Miejsce w środku stawki i gra w pucharze CEV nie pozwoliły na pozostanie zawodniczce w klubie. - Kontrakt skończył mi się z dniem 30. maja i klub nie przedłużył ze mną umowy - oznajmia siatkarka. Chętnych do zatrudnienia siatkarki nie brakowało. Ostatecznie, w nowym sezonie Kruk walczyć będzie o awans do ekstraklasy razem z koleżankami z Trafla Gdynia. Przyjmująca zdradza, że pojawiła się oferta z klubu z ekstraklasy. - Pojawiła się oferta ze Stali Mielec - komentuje.

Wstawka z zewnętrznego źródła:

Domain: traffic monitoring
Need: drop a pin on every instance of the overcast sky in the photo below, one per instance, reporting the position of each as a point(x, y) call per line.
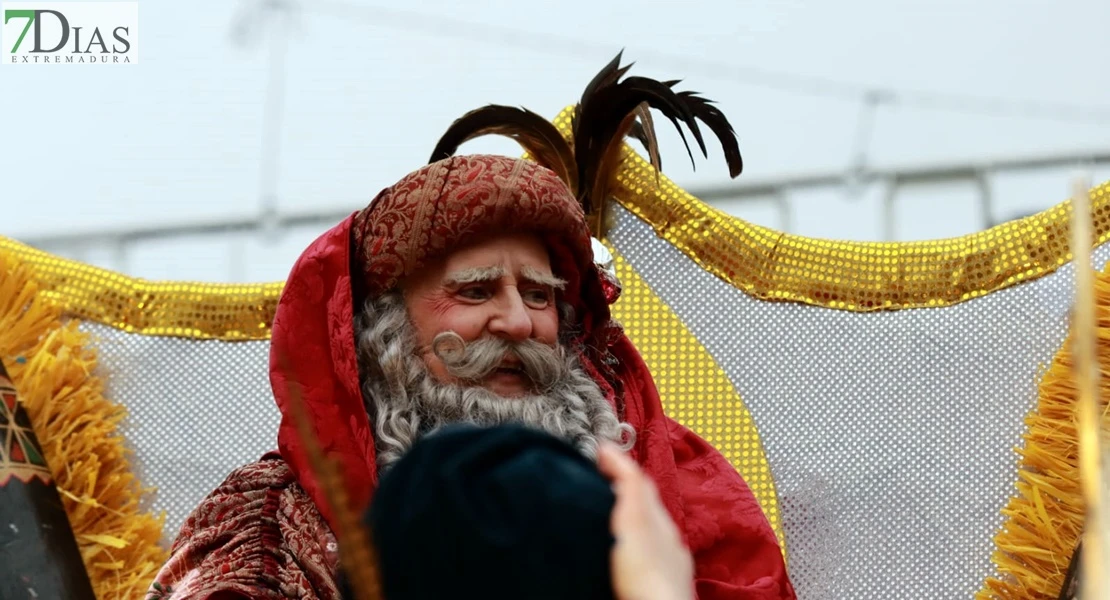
point(371, 85)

Trefl przez ostatni rok występował na parkietach drugiej ligi. Awans do wyższej klasy rozgrywkowej nie satysfakcjonuje działaczy, którzy chcą, aby drużyna grała w PlusLidze Kobiet. Co zadecydowało o wyborze akurat beniaminka zaplecza ekstraklasy?- Bardzo dobre warunki kontraktu. Poza tym już na "dzień dobry" został postawiony jeden cel - awans do PlusLigi Kobiet. Dochodzi jeszcze do tego skład drużyny. Znam te dziewczyny,nie raz razem grałyśmy w poprzednich latach. Myślę, że to jest również ważne do dobrej gry i do uzyskiwania dobrych wyników - komentuje jeden z nowych nabytków ekipy. Warto wspomnieć jakie nazwiska będą grały w tym zespole w nadchodzących rozgrywkach. Będą to m. in.: Natalia Nuszel, Tamara Kaliszuk (poprzednio Gedania Żukowo),Monika Naczk (poprzednio Centrostal Bydgoszcz) czy świeżo sprowadzona Ewelina Toborek (poprzednio Calisia Kalisz). Są to siatkarki, które miały styczność z ekstraklasą. Na tle innych pierwszoligowców transfery gdynian wyglądają wyśmienicie.

Rywale nie czynią wielkich zmian kadrowych. W dobie kryzysu wiele drużyn decyduje się na drobne wzmocnienia, a część nie jest w stanie zatrzymać swoich podstawowych siatkarek z ostatniego roku. Wielu już teraz widzi Trefla w ekstraklasie. Są to zarówno kibice, jak i eksperci. Ale czy Aleksandra Kruk zgadza się ze stwierdzeniem, że klub z północy Polski stać na awans?- Oczywiście że się zgadzam, dlatego miedzy innymi podpisałam kontrakt. Zawodniczki które będą grać w tym zespole są już doświadczonymi zawodniczkami, prawie każda miała styczność z najwyższą ligą w Polsce i nie tylko. Są również zawodniczki młode, głodne zwycięstw i grania. Myślę że mieszanka rutyny i młodości dobrze wpłynie na naszą grę oraz na atmosferę w zespole - kończy Kruk.